The 4 duties of a founder
Customer understanding
Business architect: The founder develops and implements his business structure.
Basic economist: The founder understands the basic financial mechanisms of the company.
Team builder: The founder builds a team that shares and lives the desired values
With what method can a business model be visualized. Describe it
Business model canvas: The canvas shows nine essential aspects of the business model. The discussion process associated with the entries in the canvas leads to the involvement of the stakeholders and to a common understanding of the business model
Steps for the derivation of the Strategy
ideal-typical, multi-stage, linear process (usually iterative):
development of a vision. desirable corporate image for the next three or more years. Future products, markets, customers, and processes, as well as company location and personnel structure, are taken into account
formulation of a mission ( of purpose and nature of the company) , also known as a “mission statement,” the self-image is described in order to make the meaning and value of a company’s task clear to the employees.

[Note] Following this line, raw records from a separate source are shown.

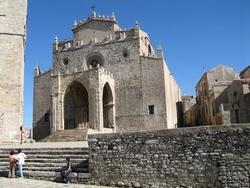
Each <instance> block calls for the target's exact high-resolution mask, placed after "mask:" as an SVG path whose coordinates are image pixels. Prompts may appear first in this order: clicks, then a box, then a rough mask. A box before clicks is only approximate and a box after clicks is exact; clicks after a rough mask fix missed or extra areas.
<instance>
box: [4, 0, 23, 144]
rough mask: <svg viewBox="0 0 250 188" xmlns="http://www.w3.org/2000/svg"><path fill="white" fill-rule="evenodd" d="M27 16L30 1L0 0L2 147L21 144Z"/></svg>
mask: <svg viewBox="0 0 250 188" xmlns="http://www.w3.org/2000/svg"><path fill="white" fill-rule="evenodd" d="M26 16H27V0H15V1H10V0H0V104H1V105H0V144H2V143H13V142H20V126H23V82H24V78H23V77H24V48H25V34H26Z"/></svg>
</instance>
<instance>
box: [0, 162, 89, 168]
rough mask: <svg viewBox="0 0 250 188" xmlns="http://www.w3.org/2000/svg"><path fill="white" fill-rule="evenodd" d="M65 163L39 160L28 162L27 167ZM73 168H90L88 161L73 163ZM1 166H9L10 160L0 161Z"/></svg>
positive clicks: (54, 165) (62, 166)
mask: <svg viewBox="0 0 250 188" xmlns="http://www.w3.org/2000/svg"><path fill="white" fill-rule="evenodd" d="M64 166H65V163H37V162H26V163H25V167H64ZM72 166H73V168H74V167H76V168H88V167H89V164H88V162H80V163H73V162H72ZM1 167H9V162H0V168H1Z"/></svg>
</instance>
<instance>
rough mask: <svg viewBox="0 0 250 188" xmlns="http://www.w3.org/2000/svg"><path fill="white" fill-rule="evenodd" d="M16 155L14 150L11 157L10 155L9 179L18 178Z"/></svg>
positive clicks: (12, 152)
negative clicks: (16, 175)
mask: <svg viewBox="0 0 250 188" xmlns="http://www.w3.org/2000/svg"><path fill="white" fill-rule="evenodd" d="M16 162H17V160H16V154H15V151H14V150H11V151H10V155H9V165H10V169H9V178H15V177H16Z"/></svg>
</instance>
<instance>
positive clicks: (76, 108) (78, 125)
mask: <svg viewBox="0 0 250 188" xmlns="http://www.w3.org/2000/svg"><path fill="white" fill-rule="evenodd" d="M63 104H64V105H63V106H64V108H63V109H64V116H63V117H64V129H75V128H78V129H85V128H87V127H88V122H89V100H88V91H87V90H86V88H85V87H84V86H83V85H82V84H81V83H79V82H77V81H73V82H72V83H71V84H70V85H69V86H68V87H67V89H66V92H65V95H64V101H63Z"/></svg>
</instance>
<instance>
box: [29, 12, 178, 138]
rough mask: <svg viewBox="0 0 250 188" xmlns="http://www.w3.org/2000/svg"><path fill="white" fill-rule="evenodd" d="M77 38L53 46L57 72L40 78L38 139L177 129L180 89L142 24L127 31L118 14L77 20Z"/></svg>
mask: <svg viewBox="0 0 250 188" xmlns="http://www.w3.org/2000/svg"><path fill="white" fill-rule="evenodd" d="M72 31H73V39H70V40H67V41H59V40H58V38H57V37H56V38H55V41H54V44H53V68H52V69H51V70H49V71H46V72H44V73H42V72H41V70H40V68H39V66H37V67H36V68H35V76H34V113H33V137H34V139H36V140H39V139H42V138H44V137H46V136H48V135H51V134H53V133H55V132H57V131H62V130H72V129H76V130H80V129H81V130H87V131H88V133H106V132H127V131H140V130H161V129H169V128H175V127H176V126H177V111H176V103H177V102H178V101H180V100H181V98H180V88H179V86H178V85H177V83H176V81H175V79H174V77H173V75H172V74H171V72H170V70H169V69H168V67H167V65H166V62H165V60H164V55H163V51H162V49H161V48H158V49H157V50H156V52H154V50H153V47H152V44H151V41H150V38H149V36H148V34H147V33H146V32H144V31H143V30H141V29H140V27H139V25H138V23H137V24H136V25H135V26H134V28H132V29H128V30H123V29H121V28H120V26H119V25H118V24H117V22H116V19H115V15H114V14H112V16H110V17H105V16H97V15H96V12H95V11H93V12H92V15H91V16H90V17H89V18H87V19H85V20H82V21H80V22H77V21H75V23H74V25H73V28H72Z"/></svg>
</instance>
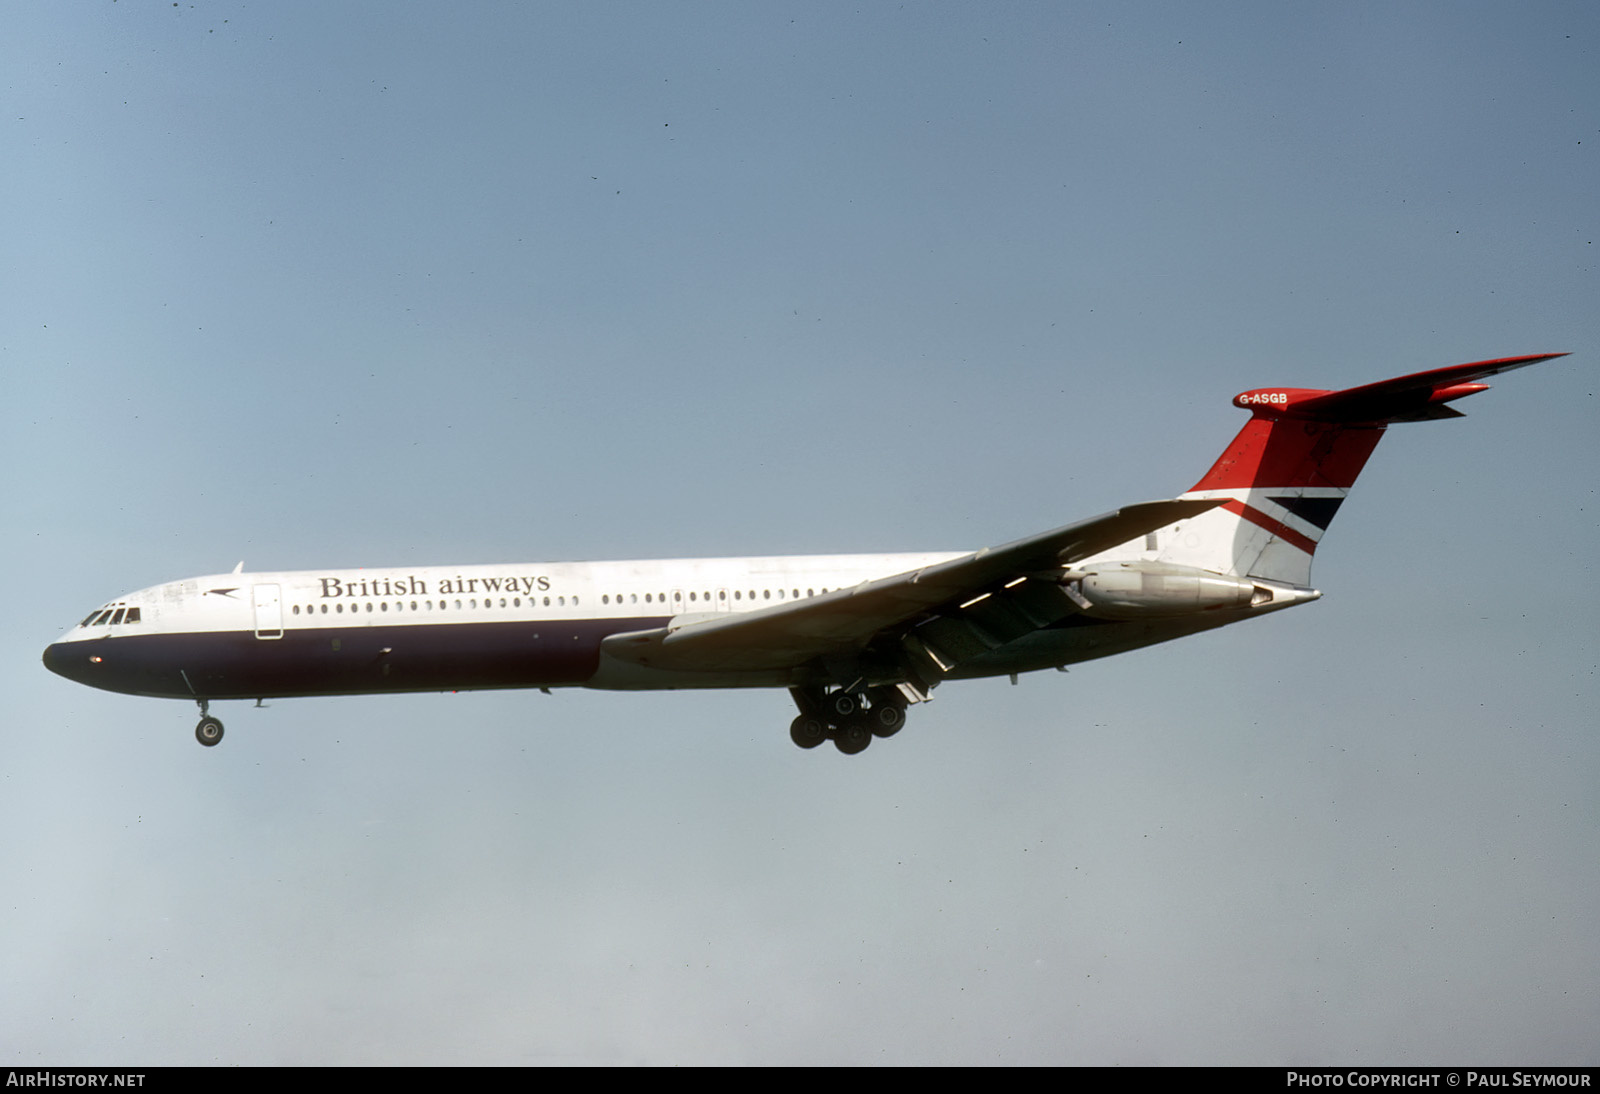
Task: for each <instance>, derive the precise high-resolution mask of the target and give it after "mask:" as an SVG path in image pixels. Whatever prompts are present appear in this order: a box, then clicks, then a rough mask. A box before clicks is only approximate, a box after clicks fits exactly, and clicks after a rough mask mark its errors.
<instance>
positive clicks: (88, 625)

definition of the strategic corporate goals. what the company wants to achieve in the medium and long term. It also shows in which area (product-market combinations) the companymshould become active
define operational objectives and metrics for achieving these objectives. Operational targets relate, for example, to market share, the quantity of a product sold, key financial figures, and profitability
then examined and assessed using a SWOT analysis (Strengths, Weaknesses, Opportunities, and Threats)
Founders should position themselves by building on their identified strengths in order to be successful. This means that expansion is the most favorable strategy. This can be pursued in three strategic variants
Cost leadership: A price advantage sets you apart from the competition; cost reductions and cost control are essential for this.
Differentiation: At least one unique advantage (e.g., quality leadership) is offered, through which a higher price can be achieved.
Concentration on focal points: Concentrating on targeted niches can result in greater customer benefit or a better cost situation in the segments, thereby increasing cus-
tomer loyalty.
Seven crucial success factors in start up strategy
market positioning
innovation
uniqueness of offerings
structure of sales channels
management experience
ability to meet demand
market environment
Recomondated 4 phase approach to enter a market
quality should generally take priority over cash flow, as should market share over profit.
focus on rapid growth, with aggressive marketing used to gain and defend market share.
characterized by high productivity, with a particular emphasis on experience and learning curve effects.
the profit for which the prerequisites were created can finally be gained.
Summary
Entrepreneurs want to realize their potential. They want to be adequately remunerated for their work, to be innovative, and independent. The business ideas of founders are based on entrepreneurial opportunities that are identified or created and then implemented. These opportunities need to be evaluated—and only if they are technically, commercially, and economically feasible should they be pursued.
A business model then results from a deepening of the business idea. To that end, the value proposition of the firm is formulated.
Strategy development is based on the vision and mission, as well as the strategic corporate goals. By means of a SWOT analysis, generic standard strategies are compared and the most favorable strategy is selected. For founders, this typically means building on their strengths.